Training takes a really long time because of my GPU, so I had someone run my model on google colab on better GPU and I will evaluate the already finished model

In [55]:
from tensorflow.keras.models import load_model

- After loading the model, I wanted to change up the output shape, because I want it to output a single batch of text, not 128 as before

- That is the reason that I load only the weights of the model

- And I want to create a function that generates text based on the outputs of the model

In [56]:
model = create_model(vocab_size, embed_dim, rnn_neurons, batch_size = 1)

model.load_weights('shakespeare_model.h5')

model.build(tf.TensorShape([1,None]))

In [57]:
model.summary()

Model: "sequential_1"
_________________________________________________________________
 Layer (type)                Output Shape              Param #   
 embedding_1 (Embedding)     (1, None, 64)             5376      
                                                                 
 gru_1 (GRU)                 (1, None, 1026)           3361176   
                                                                 
 dense_1 (Dense)             (1, None, 84)             86268     
                                                                 
Total params: 3,452,820
Trainable params: 3,452,820
Non-trainable params: 0
_________________________________________________________________


In [77]:
#Creating the function that generates text:
def text_generator(model, start_seed, gen_size = 700, temp = 0.9):
    
    #Number of characters to generate (could be really anything)
    
    num_generate = gen_size
    
    #For every character I will transform it to index and create a list of those
    #Basically vectorizing the starting seed text
    input_txt = [char_to_ind[i] for i in start_seed]
    
    #Expand to match the batch format shape
    
    input_txt = tf.expand_dims(input_txt, 0)
    
    #Empty list to hold the generated text:
    
    gen_text = []
    
    #Adding the temperature which is a parameter that effects the randomness of the resulting text
    
    #It effects the probability of next characters
    
    temperature = temp
    
    #Again making sure that the batch_size == 1
    
    model.reset_states()
    
    for nr in range(num_generate):
        
        #Generate predictions
        
        preds = model(input_txt)
        
        #I have to remove the batch shape dimension (reverse the expand command)
        preds = tf.squeeze(preds, 0)
        
        #I want to use a categorical distribution to select the next character
        predictions = preds / temperature
        predicted_ind = tf.random.categorical(predictions, num_samples=1)[-1,0].numpy()
        
        #Passing the predicted character dor the next input
        
        input_txt = tf.expand_dims([predicted_ind], 0)
        
        #Transforming back to character (not index)
        
        gen_text.append(ind_to_char[predicted_ind])
        
    return (start_seed + ''.join(gen_text))

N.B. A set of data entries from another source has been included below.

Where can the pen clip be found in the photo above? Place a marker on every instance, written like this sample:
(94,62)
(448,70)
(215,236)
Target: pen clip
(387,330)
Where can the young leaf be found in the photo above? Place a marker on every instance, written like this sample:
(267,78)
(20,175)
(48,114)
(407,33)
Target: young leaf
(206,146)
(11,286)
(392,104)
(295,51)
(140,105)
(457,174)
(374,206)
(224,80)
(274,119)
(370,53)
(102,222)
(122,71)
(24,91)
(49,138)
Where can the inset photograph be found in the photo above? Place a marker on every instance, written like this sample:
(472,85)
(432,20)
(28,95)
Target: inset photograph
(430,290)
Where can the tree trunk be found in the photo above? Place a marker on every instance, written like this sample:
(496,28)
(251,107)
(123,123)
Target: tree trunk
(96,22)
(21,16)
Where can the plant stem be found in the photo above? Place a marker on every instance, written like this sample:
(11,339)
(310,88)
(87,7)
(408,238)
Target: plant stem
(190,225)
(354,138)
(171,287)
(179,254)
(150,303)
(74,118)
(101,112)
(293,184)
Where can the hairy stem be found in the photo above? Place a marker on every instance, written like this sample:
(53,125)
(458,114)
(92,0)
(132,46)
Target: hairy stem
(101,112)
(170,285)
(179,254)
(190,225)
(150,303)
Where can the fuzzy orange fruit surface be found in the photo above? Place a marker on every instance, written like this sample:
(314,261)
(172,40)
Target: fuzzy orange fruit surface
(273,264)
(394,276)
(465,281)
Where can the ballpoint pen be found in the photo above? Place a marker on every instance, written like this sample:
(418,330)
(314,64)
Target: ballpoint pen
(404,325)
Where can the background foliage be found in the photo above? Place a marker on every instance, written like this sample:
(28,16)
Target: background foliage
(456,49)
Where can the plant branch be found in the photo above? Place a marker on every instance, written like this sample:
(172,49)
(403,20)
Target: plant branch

For the last part let's actually generate text with this model:

- we can pass in any text that should appear in a Shakespeare work

In [78]:
print(text_generator(model, 'love', gen_size = 700))

lovery for one foot
    faintes driven by a matter Prosecubber, he would not be.
  POLIXENES. I shall?  
  STEPHANO. But that the love is too young players of this form.
  JESSICE. I would I had by it be here went Troy, sweet bind win
    A most indulated flower mutiny.
  LADY MACBETH. Your answer, sir.
  AUTOLYCUS. Very true. And you will do it, and hear to the sheep -
    I'll to the Queen, and the ships for his lord,
    Which makes him gasp as tenderly away.
  ROSALINE. Who were best been sickness?
  PAULINA. Ay, and look so. His face is like that sleeve.
  SATURNINUS. A goodly hard hour mine commotion,
    In some e both present money. I,
    Make this forever, which not the ship lies let h


## From my point of view, it's really cool that such an easy model is able to learn on a character by character basis and generate shakesperean text, where it can delimit character names in all caps and what they say, and the sentances really make sense. Surely there are made up words and typos, but all in all I am satisfied by the text generation of this model. 

# Thank you for you attention, hope you enjoyed it!